What can I say?  Poor Christina.  She found herself in a pissing contest, and found out that she wasn’t packing the right weaponry for Obama’s court.

Personally, I would rather the contest be over who had economic ideas that actually worked.  But nope.  It’s really pretty much just about pissing over in Obamaland.

Romer to quit as Obama adviser

Domenico Montanaro writes: National Journal’s Victor will have the scoop in tomorrow’s edition of the National Journal magazine that Obama economic adviser Christina Romer is quitting the post. It all stems from her feeling — despite her title as chairwoman of the President’s Council of Economic Advisers — that Larry Summers has more influence with the president.

Victor quotes “a source with insight into the White House economics team,” who says:

“She has been frustrated.
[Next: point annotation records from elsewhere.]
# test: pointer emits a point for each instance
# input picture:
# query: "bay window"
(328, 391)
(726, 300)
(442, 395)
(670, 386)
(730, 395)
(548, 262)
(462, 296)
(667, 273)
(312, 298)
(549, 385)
She doesn’t feel that she has a direct line to the president. She would be giving different advice than Larry Summers [director of the National Economic Council], who does have a direct line to the president. She is ostensibly the chief economic adviser, but she doesn’t seem to be playing that role.”

And he quotes banking consultant Bert Ely, who faults Summers for the missed jobless rate projection. (The administration posited that it would be just 8% if the stimulus passed, yet it is nearly 10% now.)

“You have to wonder why Summers isn’t the one that should be taking the fall,” Ely says, per Victor. “But Larry is a pretty good bureaucratic infighter.”

You’ve got to wonder if this departure has anything to do with the fact that Christina Romer concluded in an academic paper that Obama and his economic team basically had their skulls filled with turds when it came to tax policy.

An embarassing question will now never be answered:

Romer, the economics professor, says raising rates now will be “highly contractionary.”  Will Romer, the president’s adviser, speak up and tell the public that letting the Bush tax cuts expire will hamper the recovery?  Or will she toe the party line and not tell Americans the public policy implications of  her own academic research?

To put it in other words, Christina Romer’s academic paper, published in one of the top economic publications, argued that allowing the Bush tax cuts to expire would be “highly contractionary.”  Which is to say that allowing the Bush tax cuts to expire would cause the economy to shrink.  A lot.

And now we’re not going to get to know how Christina Romer, brilliant economist, was going to reconcile with Christina Romer, shill for the braindead Obama administration.

And thus the last functioning brain cell is pulling up stakes and leaving Obamaland.